About typings: I agree the eco-system is not mature enough, especially for some frameworks such as Django, but the effort is still valuable and in many cases the static analysis provided by mypy is more useful than not using it at all. So I would suggest to try do your best to make it work.
When python converges on consistent typing across its extended numpy and pandas ecosystem, I believe we will be able to move towards a fully JIT'd language.
Unless they actually go ahead with the deferred evaluation of types (PEP 563), make all types strings at runtime and make it impossible to know which type they actually are. :)
But they will probably not: https://discuss.python.org/t/type-annotations-pep-649-and-pe...
But it could be a breaking change in the language. As it is, I can run this "a: str = 3" and it will work.
On Ubuntu and Windows I use Poetry [0], and it works, although it has (had?) some quirks during the installation on Windows. I liked its portability and lockfile format though.

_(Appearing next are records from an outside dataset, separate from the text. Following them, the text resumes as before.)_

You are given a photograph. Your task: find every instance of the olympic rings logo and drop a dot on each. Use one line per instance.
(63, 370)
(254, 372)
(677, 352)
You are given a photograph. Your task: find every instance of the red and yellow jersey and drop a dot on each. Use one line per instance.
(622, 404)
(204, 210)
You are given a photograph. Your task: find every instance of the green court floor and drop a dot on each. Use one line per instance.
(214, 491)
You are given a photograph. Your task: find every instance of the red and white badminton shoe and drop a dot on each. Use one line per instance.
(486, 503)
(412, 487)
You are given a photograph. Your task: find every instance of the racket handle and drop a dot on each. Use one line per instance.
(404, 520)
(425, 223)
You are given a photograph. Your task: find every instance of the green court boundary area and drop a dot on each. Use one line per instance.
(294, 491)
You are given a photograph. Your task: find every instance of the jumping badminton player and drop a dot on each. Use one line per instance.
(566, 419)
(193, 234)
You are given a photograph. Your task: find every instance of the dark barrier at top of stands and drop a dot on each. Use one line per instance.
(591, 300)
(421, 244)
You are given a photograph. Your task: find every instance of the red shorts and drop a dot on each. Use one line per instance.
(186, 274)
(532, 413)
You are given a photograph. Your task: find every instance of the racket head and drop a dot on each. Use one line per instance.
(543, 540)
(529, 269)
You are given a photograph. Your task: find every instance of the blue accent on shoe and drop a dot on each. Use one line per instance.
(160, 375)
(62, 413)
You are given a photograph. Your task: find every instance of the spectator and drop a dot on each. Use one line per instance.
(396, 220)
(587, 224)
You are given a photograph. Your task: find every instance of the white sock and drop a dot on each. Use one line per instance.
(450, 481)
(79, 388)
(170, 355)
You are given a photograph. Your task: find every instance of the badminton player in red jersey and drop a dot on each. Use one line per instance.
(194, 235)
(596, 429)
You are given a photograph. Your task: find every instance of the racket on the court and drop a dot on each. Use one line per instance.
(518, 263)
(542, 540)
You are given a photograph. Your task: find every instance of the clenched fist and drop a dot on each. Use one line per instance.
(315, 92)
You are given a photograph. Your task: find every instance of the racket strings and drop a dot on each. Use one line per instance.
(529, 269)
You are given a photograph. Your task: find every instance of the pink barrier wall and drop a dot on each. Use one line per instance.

A few years ago I used conda [1], which was nice because it came batteries included especially for Deep Learning stuff. I switched because it felt way to heavy for porting scripts and small applications to constrained devices like a Raspberry Pi.
And then there are also Docker Images, which I use if I want to give an application to somebody that "just works".
What's your method of choice?
Agreed. I like docker images for smallish portable scripts. At home I can develop on my Mac and port it to a Raspberry PI or another x86 Windows/Linux box.
Planning on running a docker swarm with a few Pi’s to see how it works.